You can configure repository backups as server-side repository backups. When specified, gitaly-backup makes a single RPC call for each repository to create the backup. This RPC does not transmit any repository data. Instead, the RPC triggers the Gitaly node that stores that physical repository to upload the backup data directly to object-storage. Because the data is no longer transmitted through RPCs from Gitaly, server-side backups require much less network transfer and require no disk storage on the machine that is running the backup Rake task. The backups stored on object-storage are linked to the created backup archive by the backup ID.

sequenceDiagram
    box Backup host
        participant Repositories sub-task
        participant gitaly-backup
    end

    Repositories sub-task->>+gitaly-backup: List of repositories

    loop Each repository
        gitaly-backup->>+Gitaly: BackupRepository request

        Gitaly->>+Object-storage: Git references file
        Object-storage->>-Gitaly: Success/failure

        Gitaly->>+Object-storage: Git bundle file
        Object-storage->>-Gitaly: Success/failure

        Gitaly->>+Object-storage: Custom hooks archive
        Object-storage->>-Gitaly: Success/failure

        Gitaly->>+Object-storage: Backup manifest file
        Object-storage->>-Gitaly: Success/failure

        Gitaly->>-gitaly-backup: Success/failure
    end

    gitaly-backup->>-Repositories sub-task: Success/failure

File backups

The following GitLab backup sub-tasks back up files:

uploads
builds
artifacts
pages
lfs
terraform_state
registry
packages
ci_secure_files

These file sub-tasks determine a set of files within a directory specific to the task. This set of files is then passed to tar to create an archive. This archive is piped (not saved to disk) through gzip to save a compressed tar file to the backup staging directory.

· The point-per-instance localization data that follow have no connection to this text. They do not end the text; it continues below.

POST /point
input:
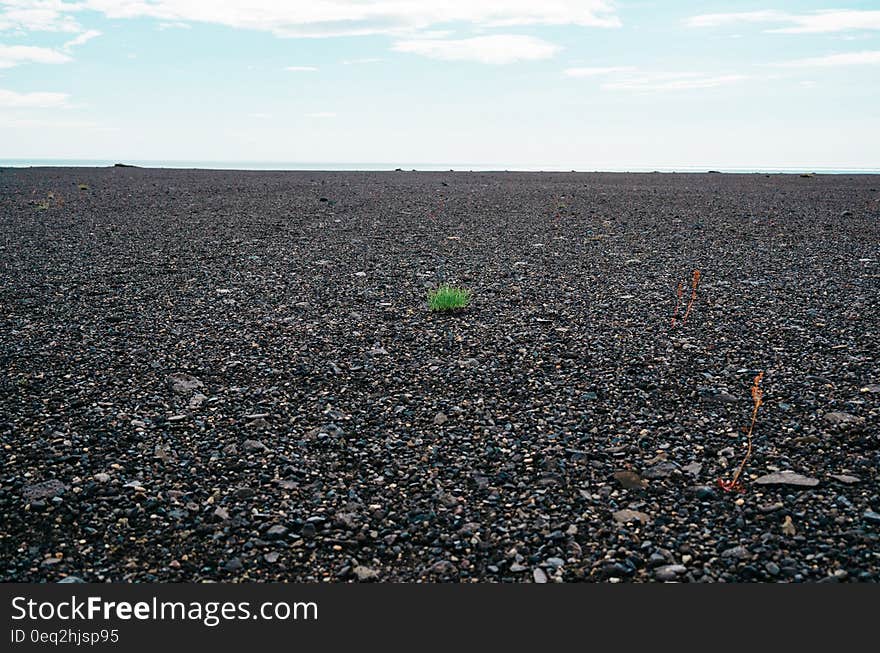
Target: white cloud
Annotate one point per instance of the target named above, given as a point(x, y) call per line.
point(38, 15)
point(813, 22)
point(315, 18)
point(868, 57)
point(719, 20)
point(13, 55)
point(497, 49)
point(39, 100)
point(79, 39)
point(629, 78)
point(595, 72)
point(355, 62)
point(672, 81)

Because backups are created from live instances, the files that tar is trying to archive can sometimes be modified while creating the backup. In this case, an alternate "copy" strategy can be used. When this strategy is used, rsync is first used to create a copy of the files to back up. Then, these copies are passed to tar as usual. In this case, the machine running the backup Rake task must have enough storage for the copied files and the compressed archive.